The Internet is a key source of information for millions around the globe. Not surprising therefore that search engines, like Google are one of the first places people turn to for information on topics ranging from movies (Slum Dog Millionaire), overnight sensations (Susan Boyle), and threatening pandemics (swine flu).
The sheer numbers of people who use the Internet for search or Google’s dominant share of search engines is exciting at a mere wow level. More exciting is the fact that on-line search behavior of individuals litters the electronic highways with digital crumbs and telltale clues, leading to the obvious question – are they related to events in the real world and can they predict off-line behavior?
A team of researchers from Google and the CDC answer this question in a most compelling and topical way in the February issue of Nature. The authors were able to accurately model the outbreak of flu epidemics by tracking search engine query data. Their research tool, Google Flu Trends, has a warm intuitive basis to it – people are more likely to be searching for sunscreen during summer months and for flu remedies and prevention tips during the flu season.
The research team observed that some search queries tend to be popular exactly when the flu season is in full swing. A few examples:
- flu complications, syptoms
- cold/flu remedy
- antibiotic/antiviral medication
By observing and counting the frequency of these search queries the authors are able to accurately estimate how much flu is circulating in various regions of the United States.
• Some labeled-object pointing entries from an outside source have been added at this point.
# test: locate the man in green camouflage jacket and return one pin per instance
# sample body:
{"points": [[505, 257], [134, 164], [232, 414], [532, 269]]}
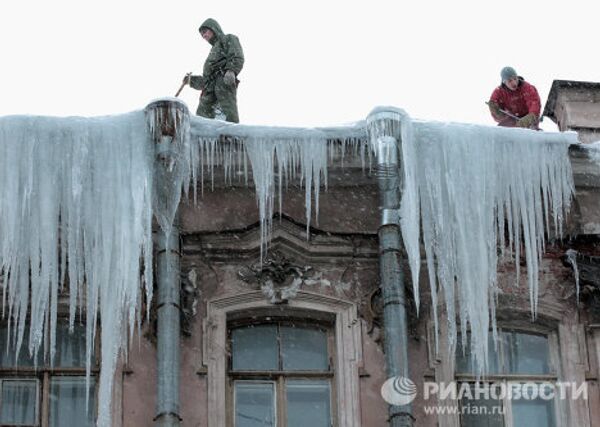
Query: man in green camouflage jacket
{"points": [[218, 81]]}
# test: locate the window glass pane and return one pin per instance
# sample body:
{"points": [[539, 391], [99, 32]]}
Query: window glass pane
{"points": [[19, 402], [480, 411], [68, 402], [465, 360], [255, 348], [536, 412], [308, 403], [527, 353], [8, 349], [304, 349], [70, 347], [254, 404]]}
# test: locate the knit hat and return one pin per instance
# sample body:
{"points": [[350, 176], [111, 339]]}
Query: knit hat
{"points": [[507, 73]]}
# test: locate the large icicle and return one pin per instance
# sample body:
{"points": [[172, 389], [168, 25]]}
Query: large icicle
{"points": [[275, 156], [82, 185], [465, 181]]}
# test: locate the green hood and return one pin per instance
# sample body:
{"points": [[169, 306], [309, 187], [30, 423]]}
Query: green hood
{"points": [[214, 26]]}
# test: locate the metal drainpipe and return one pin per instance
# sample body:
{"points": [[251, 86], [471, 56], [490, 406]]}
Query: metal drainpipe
{"points": [[167, 330], [165, 134], [384, 130]]}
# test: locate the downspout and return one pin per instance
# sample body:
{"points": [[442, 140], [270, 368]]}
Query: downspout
{"points": [[383, 126], [167, 329], [168, 121]]}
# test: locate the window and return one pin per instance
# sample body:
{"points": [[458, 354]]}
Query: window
{"points": [[33, 393], [281, 375], [518, 358]]}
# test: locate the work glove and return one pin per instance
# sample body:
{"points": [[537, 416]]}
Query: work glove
{"points": [[529, 121], [495, 110], [229, 78]]}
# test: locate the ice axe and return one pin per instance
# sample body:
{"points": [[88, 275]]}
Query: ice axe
{"points": [[185, 81], [506, 112]]}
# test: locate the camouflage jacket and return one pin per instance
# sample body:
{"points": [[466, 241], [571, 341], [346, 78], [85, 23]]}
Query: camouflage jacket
{"points": [[226, 54]]}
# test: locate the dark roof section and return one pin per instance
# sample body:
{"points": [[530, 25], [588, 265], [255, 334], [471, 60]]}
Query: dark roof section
{"points": [[561, 84]]}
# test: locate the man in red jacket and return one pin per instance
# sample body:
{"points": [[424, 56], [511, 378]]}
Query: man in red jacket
{"points": [[515, 103]]}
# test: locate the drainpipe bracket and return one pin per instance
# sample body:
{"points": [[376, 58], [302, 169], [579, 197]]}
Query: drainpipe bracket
{"points": [[390, 216]]}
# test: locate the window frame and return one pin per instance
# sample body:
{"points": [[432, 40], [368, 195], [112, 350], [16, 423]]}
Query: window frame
{"points": [[509, 379], [278, 377], [44, 373], [348, 343]]}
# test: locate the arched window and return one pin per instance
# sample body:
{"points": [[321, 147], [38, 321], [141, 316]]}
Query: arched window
{"points": [[280, 370], [273, 362]]}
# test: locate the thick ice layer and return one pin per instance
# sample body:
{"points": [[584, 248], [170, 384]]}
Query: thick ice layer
{"points": [[75, 210], [465, 183]]}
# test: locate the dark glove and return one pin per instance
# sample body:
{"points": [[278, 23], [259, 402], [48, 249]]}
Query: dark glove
{"points": [[229, 78], [529, 121]]}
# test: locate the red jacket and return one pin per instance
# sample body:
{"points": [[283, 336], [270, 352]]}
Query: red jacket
{"points": [[520, 102]]}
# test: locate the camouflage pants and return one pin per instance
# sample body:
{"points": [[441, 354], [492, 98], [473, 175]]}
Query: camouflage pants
{"points": [[224, 97]]}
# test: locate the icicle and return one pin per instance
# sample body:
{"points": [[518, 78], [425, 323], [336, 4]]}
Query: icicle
{"points": [[85, 184], [461, 182], [572, 259]]}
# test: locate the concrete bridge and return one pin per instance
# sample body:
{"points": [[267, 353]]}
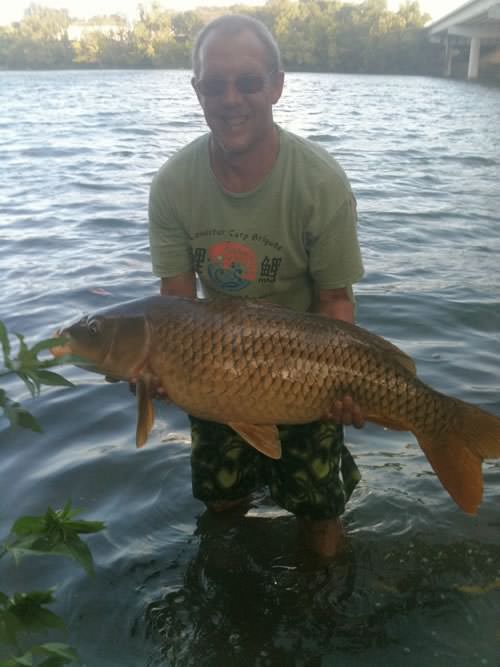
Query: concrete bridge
{"points": [[472, 24]]}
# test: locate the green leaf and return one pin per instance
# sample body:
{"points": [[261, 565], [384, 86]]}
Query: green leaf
{"points": [[48, 343], [30, 609], [53, 533], [26, 525], [26, 420]]}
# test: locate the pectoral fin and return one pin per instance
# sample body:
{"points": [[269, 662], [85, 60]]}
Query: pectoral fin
{"points": [[265, 438], [145, 411]]}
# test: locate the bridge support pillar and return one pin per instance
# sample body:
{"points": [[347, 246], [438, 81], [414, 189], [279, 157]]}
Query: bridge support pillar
{"points": [[475, 48]]}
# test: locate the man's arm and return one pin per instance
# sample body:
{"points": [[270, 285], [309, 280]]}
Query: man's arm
{"points": [[337, 303]]}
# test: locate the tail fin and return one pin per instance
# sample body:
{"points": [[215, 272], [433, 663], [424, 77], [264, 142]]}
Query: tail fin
{"points": [[457, 453]]}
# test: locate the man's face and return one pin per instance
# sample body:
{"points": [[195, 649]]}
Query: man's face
{"points": [[231, 68]]}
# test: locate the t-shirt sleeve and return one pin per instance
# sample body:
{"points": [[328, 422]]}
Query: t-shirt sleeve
{"points": [[334, 255], [169, 242]]}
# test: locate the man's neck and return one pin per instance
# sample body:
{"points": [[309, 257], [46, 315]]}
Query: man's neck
{"points": [[243, 172]]}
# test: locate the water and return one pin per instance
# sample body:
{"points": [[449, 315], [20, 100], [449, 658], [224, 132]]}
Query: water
{"points": [[421, 582]]}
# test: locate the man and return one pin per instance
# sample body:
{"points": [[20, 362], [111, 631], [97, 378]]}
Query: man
{"points": [[255, 211]]}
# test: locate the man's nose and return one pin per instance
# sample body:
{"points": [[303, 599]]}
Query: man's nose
{"points": [[231, 93]]}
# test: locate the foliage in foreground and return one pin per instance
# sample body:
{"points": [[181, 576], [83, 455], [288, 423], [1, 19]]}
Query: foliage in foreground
{"points": [[57, 532]]}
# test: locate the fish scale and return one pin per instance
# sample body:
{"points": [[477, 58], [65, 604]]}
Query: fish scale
{"points": [[253, 365]]}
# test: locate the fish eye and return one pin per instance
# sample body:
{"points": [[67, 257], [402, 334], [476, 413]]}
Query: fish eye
{"points": [[92, 327]]}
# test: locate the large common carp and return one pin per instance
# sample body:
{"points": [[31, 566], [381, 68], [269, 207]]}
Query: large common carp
{"points": [[252, 365]]}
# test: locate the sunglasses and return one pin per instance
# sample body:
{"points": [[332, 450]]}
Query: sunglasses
{"points": [[246, 84]]}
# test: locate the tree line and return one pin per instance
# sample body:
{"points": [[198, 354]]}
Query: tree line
{"points": [[313, 35]]}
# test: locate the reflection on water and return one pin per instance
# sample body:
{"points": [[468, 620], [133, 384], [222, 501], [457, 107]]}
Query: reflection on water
{"points": [[247, 598], [419, 585]]}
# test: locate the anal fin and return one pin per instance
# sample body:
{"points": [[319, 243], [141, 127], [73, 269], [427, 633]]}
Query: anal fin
{"points": [[145, 411], [264, 438]]}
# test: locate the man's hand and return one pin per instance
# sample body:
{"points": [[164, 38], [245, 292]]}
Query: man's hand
{"points": [[346, 412]]}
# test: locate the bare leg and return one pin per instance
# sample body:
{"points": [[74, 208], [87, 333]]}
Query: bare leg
{"points": [[324, 537]]}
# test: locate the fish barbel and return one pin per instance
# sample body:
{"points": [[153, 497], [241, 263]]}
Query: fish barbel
{"points": [[253, 365]]}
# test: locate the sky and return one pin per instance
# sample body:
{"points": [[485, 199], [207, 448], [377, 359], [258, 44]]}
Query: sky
{"points": [[13, 10]]}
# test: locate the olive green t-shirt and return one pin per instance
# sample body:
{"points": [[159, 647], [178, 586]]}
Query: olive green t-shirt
{"points": [[295, 232]]}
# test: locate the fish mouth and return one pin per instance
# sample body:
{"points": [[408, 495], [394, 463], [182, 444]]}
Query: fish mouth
{"points": [[64, 349]]}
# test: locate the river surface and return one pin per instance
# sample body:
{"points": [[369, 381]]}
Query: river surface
{"points": [[420, 583]]}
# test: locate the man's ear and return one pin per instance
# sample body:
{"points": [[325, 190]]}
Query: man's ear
{"points": [[277, 87], [193, 84]]}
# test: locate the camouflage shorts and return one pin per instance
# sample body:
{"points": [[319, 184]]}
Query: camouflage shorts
{"points": [[314, 478]]}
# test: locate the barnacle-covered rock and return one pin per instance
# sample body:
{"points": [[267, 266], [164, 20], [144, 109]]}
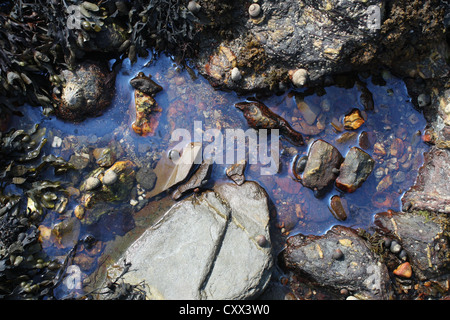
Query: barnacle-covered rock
{"points": [[87, 92], [259, 116], [99, 201]]}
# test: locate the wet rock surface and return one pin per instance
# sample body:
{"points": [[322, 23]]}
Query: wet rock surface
{"points": [[87, 92], [289, 36], [424, 237], [220, 245], [431, 191], [355, 169], [322, 165], [355, 268]]}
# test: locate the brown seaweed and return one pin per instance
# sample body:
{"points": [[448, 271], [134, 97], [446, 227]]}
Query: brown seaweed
{"points": [[259, 116]]}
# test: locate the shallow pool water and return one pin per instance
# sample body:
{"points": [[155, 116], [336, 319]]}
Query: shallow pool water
{"points": [[189, 102]]}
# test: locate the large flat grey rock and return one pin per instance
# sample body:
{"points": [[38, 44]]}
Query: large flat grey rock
{"points": [[205, 247]]}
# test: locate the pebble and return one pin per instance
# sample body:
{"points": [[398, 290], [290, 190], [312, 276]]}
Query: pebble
{"points": [[194, 7], [254, 10], [236, 74], [110, 177], [395, 247], [261, 240], [92, 183], [57, 141], [299, 77], [404, 270], [423, 100]]}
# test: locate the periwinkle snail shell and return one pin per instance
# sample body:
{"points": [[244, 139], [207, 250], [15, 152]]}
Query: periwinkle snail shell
{"points": [[254, 10]]}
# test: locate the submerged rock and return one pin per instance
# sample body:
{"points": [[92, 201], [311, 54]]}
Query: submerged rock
{"points": [[236, 172], [431, 190], [339, 208], [353, 120], [355, 169], [322, 165], [356, 268], [145, 84], [218, 241], [260, 116]]}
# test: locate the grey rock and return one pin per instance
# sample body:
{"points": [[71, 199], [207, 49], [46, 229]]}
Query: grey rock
{"points": [[322, 158], [205, 247]]}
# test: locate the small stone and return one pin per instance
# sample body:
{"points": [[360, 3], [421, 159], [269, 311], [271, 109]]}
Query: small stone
{"points": [[299, 77], [322, 158], [309, 112], [423, 100], [194, 7], [236, 74], [337, 254], [395, 247], [57, 141], [261, 240], [79, 212], [404, 270], [339, 208], [110, 177], [300, 165], [254, 10], [403, 255], [92, 183]]}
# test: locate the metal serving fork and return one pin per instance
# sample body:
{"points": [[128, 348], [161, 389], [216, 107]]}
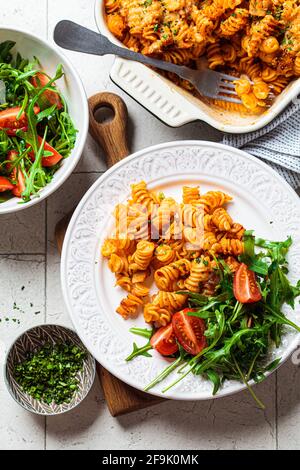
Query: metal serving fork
{"points": [[209, 83]]}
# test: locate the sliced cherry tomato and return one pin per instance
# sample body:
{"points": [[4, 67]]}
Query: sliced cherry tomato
{"points": [[52, 159], [245, 287], [5, 184], [189, 331], [17, 175], [164, 340], [41, 80], [9, 121]]}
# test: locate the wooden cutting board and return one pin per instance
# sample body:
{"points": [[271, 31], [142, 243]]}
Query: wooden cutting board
{"points": [[112, 136]]}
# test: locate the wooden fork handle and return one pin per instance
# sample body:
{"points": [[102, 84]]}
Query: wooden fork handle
{"points": [[112, 135]]}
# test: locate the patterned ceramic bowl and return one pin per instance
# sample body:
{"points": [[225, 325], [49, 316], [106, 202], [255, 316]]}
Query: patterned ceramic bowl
{"points": [[35, 338]]}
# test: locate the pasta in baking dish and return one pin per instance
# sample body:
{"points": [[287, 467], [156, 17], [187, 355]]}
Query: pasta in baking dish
{"points": [[177, 244], [256, 40]]}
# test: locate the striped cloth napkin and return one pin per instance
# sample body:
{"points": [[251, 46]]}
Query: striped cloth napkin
{"points": [[278, 143]]}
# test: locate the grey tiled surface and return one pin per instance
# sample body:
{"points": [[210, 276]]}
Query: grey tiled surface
{"points": [[28, 257]]}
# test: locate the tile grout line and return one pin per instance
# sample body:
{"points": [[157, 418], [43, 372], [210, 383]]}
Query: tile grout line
{"points": [[23, 254], [276, 410]]}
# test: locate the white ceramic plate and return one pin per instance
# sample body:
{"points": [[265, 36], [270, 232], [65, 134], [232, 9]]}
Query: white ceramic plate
{"points": [[262, 201], [174, 105], [71, 87]]}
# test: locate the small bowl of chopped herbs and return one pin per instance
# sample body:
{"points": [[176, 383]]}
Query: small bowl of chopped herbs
{"points": [[48, 370]]}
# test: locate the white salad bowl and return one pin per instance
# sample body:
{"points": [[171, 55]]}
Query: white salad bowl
{"points": [[72, 89], [174, 105]]}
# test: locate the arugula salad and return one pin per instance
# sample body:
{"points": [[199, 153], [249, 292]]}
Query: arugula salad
{"points": [[36, 131], [229, 336]]}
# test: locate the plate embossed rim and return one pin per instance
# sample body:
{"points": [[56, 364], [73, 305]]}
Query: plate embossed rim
{"points": [[82, 244]]}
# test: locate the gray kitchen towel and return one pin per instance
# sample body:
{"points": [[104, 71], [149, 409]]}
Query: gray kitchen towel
{"points": [[278, 143]]}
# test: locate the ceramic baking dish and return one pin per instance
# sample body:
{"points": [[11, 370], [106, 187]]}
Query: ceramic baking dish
{"points": [[175, 106]]}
The CDC also tracks influenza across the United States through their Influenza Sentinel Program, which relies on a network of approximately 2500 doctors who see 16 million patients each year. The doctors keep track of and report the percentage of their patients who have an influenza-like illness (ILI).
The CDC publishes national and regional data from these surveillance systems on a weekly basis, typically with a 1-2-week reporting lag. In an attempt to provide faster detection innovative surveillance systems using indirect signals of flu and flu-like activity like call center volume and sale of OTC drugs have been adopted recently.
While the CDC innovations are laudable, it is difficult to top the value of Google search queries as an early warning system for epidemics and pandemics. They can be counted automatically, quickly, results can be made available daily, and can be consistently published 1-2 weeks ahead of CDC ILI surveillance reports.
Early detection and rapid response are not just mantras for the commercial world. They are just as important in the worlds of institutional and government action. With over 90 million adults searching online for information about specific diseases or medical problems each year in USA alone, web search queries are an important line of defense for preventing and containing epidemics, before they become a pandemic.
It is in that spirit, that after conferring with US and Mexican health officials Google Flu Trends has created and released experimental flu activity estimates for Mexico based on aggregated search data. With the WHO raising the alert level concerning swine flue twice in the last three days, elevating it to one notch below a full-scale pandemic, all available data needs to be brought into play, regardless of whether its been validated against actual flu cases or not.
During difficult times like this, with the financial gloom still hanging heavy and swine flu threatening, it is encouraging to find social media being used to promote social well being, not just the goals of a few corporations with the right technology.
Web search logs, whether generated by Google or some other search engine, represent the collective intelligence of millions of Internet search users. We already have an example of how its being used intelligently for the early detection of influenza. Perhaps it can also be used to tease out early signals of a much-needed economic recovery!
What digital crumbs should we be looking for – search for air-fares, travel and holiday destinations, home prices, marriages and honeymoons?